The Internet plays a key role in the future sharing of healthcare patient data. Internet-based approaches will likely be more popular than point-to-point, interface-based sharing of data through traditional means such as HL7.
Information will not only be shared with other healthcare providers, but also with patients themselves. This provides a unique opportunity for improved service and outcomes for patients who participate in their own care via an Internet-enabled CPR.
The Internet security area is experiencing vast investments in technologies to exploit the potential for electronic commerce. The array of technology developed for general Internet use will likely allow for the use of medical data to be safely extended across the Internet.
Security considerations are naturally of paramount importance for our extranet modules. We plan to provide multiple security mechanisms in addition to the extensive security controls already implemented within the core application. These additional measures include insuring basic authorization and authentication via isolated Extranet user identifiers and access codes; and providing extensive audit trails of Extranet access. In addition we provide confidentiality via SSL. We will employ a web-server Verisign certificate and, for clients who wish to use them, client-side certificates. We expect to adhere to additional low-level security standards as they are adopted by the IETF.
We recognize that our clients' security policies and technology standards will vary significantly, and for this reason we plan to provide mechanisms that will allow our clients to employ additional security mechanisms of their own -- for example, Smart Cards, Certificates, Kerberos, and Virtual Private Networks.
Third parties such as electronic commerce clearinghouses and reference laboratories or other testing agencies have traditionally provided adequate protection for data through use of secured internal systems and private networks.
For any potential transmission over public networks or the Internet we recommend simple and effective security measures such as PGP file level encryption be used.
The largest potential for compromising data when dealing with a third party is typically not the transmission of the data to the third party, but rather how well the third party manages their responsibility for that data once they have it.
In light of the recent legislation and the timeframe specified therein, the government could play many key roles in defining security guidelines for healthcare.
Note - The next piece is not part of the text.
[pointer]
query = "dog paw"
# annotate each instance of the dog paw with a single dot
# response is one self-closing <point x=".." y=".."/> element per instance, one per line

We suggest consideration be given to the following:
In summary, we think it is important to remember that a simple standard that is theoretically less secure, but widely implemented, will likely protect more patients than a complex standard that is theoretically more secure but not widely implemented. We would hope that simplicity of implementation and management is given a high priority as recommendations are presented.
Epic appreciates the opportunity to have participated in this process and extends an invitation for further discussions in this area, as the committee may feel appropriate.